Robert Redford, the director and lead actor in this movie, has said that this is his final film.  He plays Forrest Tucker, a real life bank robber who not only repeatedly robbed banks throughout his entire adults life, sometimes several a day, but also was somewhat of a legend when it came to escaping from prison.  He doesn't seem too upset when he gets caught, and once out of prison it doewn't take him long to return to a life of crime, not because he has to but because he is drawn to it.  The man who is hunting him down in this end-of-career story, John Hunt (ably played by Casey Affleck, who once again shows he is capable of playing many parts), almost doesn't want to arrest him, and doesn't take credit for having found him in the end.
The aura of the movie is as deceptive as its protagonist. It tells the story of a man so likable and gentlemanly that tellers and bank managers practically handed him their money as he went about one of the most infamous robbery sprees in American history. Tucker's relationship with the Sissy SPacek character just adds to the ambience. Who is this man?   But however smooth the movie itself may be, it's another accomplished piece of work from a filmmaker who continues to surprise with the range of his interests and output.And maybe this is the final chapter.

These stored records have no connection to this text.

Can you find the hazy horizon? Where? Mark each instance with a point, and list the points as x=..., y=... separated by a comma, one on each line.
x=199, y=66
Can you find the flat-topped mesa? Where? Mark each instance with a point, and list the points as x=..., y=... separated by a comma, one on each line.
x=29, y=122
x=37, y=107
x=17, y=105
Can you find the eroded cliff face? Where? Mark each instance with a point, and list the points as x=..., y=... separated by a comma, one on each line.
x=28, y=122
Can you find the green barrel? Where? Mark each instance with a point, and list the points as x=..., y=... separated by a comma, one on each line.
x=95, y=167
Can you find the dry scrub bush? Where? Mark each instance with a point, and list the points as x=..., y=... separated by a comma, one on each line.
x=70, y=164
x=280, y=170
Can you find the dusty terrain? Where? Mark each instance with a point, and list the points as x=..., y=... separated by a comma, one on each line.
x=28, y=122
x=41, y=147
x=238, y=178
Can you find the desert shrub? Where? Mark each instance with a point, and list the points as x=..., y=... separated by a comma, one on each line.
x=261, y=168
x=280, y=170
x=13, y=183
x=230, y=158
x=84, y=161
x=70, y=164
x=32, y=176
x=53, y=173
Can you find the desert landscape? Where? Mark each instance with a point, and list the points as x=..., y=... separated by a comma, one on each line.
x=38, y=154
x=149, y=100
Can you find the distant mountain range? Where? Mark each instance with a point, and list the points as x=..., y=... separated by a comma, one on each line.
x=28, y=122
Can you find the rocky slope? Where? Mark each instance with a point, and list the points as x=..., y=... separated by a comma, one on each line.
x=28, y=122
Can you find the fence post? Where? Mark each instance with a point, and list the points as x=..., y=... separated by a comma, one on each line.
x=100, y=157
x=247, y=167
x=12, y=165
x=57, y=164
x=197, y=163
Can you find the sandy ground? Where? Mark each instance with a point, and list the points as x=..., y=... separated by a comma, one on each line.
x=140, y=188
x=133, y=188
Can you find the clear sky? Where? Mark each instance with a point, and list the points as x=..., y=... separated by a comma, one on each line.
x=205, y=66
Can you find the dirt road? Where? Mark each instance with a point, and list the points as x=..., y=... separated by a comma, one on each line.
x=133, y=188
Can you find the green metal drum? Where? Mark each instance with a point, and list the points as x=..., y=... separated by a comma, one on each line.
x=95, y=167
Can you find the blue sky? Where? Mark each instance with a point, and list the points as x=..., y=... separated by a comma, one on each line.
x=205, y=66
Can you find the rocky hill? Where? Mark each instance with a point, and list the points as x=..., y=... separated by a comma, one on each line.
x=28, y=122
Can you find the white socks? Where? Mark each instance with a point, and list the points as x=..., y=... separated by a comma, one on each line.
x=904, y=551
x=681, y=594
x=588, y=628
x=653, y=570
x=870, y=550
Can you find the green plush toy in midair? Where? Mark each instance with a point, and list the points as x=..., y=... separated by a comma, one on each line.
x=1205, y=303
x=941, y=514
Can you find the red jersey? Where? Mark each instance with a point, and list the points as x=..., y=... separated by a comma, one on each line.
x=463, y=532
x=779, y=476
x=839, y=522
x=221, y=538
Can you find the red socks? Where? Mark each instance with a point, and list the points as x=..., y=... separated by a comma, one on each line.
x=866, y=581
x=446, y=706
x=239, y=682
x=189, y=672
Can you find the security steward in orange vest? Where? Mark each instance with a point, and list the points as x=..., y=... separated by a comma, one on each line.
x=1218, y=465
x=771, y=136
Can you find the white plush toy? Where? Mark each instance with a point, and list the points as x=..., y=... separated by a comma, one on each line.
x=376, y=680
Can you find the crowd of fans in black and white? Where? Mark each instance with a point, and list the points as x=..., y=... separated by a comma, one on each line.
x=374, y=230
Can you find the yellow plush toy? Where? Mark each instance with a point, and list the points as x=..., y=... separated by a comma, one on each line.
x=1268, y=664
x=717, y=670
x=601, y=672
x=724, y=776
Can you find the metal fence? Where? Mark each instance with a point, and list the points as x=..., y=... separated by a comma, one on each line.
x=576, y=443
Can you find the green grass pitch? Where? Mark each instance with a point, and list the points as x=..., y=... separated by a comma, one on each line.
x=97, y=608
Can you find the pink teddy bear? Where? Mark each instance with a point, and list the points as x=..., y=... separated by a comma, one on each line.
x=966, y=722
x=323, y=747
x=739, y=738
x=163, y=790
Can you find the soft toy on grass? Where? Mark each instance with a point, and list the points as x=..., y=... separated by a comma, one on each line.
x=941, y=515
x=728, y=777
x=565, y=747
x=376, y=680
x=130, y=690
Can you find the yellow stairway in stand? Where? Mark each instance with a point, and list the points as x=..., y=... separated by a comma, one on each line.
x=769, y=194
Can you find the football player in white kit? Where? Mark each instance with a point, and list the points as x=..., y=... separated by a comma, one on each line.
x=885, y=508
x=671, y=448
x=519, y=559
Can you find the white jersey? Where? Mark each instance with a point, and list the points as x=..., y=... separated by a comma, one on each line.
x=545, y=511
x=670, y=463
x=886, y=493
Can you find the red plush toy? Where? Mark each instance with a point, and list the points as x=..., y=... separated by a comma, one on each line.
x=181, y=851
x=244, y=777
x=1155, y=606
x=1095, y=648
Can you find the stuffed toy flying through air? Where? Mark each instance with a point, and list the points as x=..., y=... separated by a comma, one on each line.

Saturday, February 2, 2019

Eighth Grade (2018)

Watching this movie is like being transported back to middle school, and I do not mean that in a good way.  It skips the really serious mean girls stuff all the while capturing the incredible awkwardness of the age.  Kayla is a very shy girl who is almost invisible in her school.  The movie opens with her doing advise videos, and while the advise is largely very reasonable, we come to see that it does not come from Kayla's experience.  She has one sharply challenging moment where the mother of the most popular girl at school gets her daughter to invite Kayla to her birthday party (we strongly suspect the mom is thinking about getting on Kayla's father's good side), and she goes, but survives around the periphery.  We all know this is better than many other alternatives, but it is still hard to watch.
So the movie covers all of what everyone goes through at this age, but superimposed on it are the twenty first century realities, walking the viewer through  what it's like to be a teenager today: constant internet use, scrolling through the carefully curated Instagram feeds of classmates, the societal pressure to seem "okay" and "fabulous" all the time. When a teenager feels pressure to "perform" her life on Instagram or Snapchat, it changes the game in subtle ways that probably aren't even understood yet. Beautifully acted and scripted.

Friday, February 1, 2019

First Man (2018)

I did not love this movie, and I definitely thought it could and should have been a half our shorter.  But here is the thing. 
If you want to get an almost first-person sense of what it felt like to fly in one of the earliest supersonic planes or ride a rocket into orbit and beyond, then this is the movie to see. More so than other films about the US space program it makes the experience seem more untamed and scary than grand, like being in the cab of a runaway truck as it smashes through a guardrail and tumbles down the side of a mountain.
Future first-man-on-the-moon Neil Armstrong (quietly played by Ryan Gosling. Almost no dialogue and little emotion is required) and his colleagues zips into insulated suits, wait hours or days for clearance to take off, then spend a few minutes being shaken and rolled. The vibrations of the trip rattle their bones and the noise scorches their eardrums. There might be a brief moment of beauty or peace, along with a sidelong glimpse through a window of the earth or the moon but it's largely deep space. They expend most of their mental energy studying the instrument panels and trying to process the information that's being fed through their headsets by mission control, knowing that one missed fact or wrong choice could mean their deaths.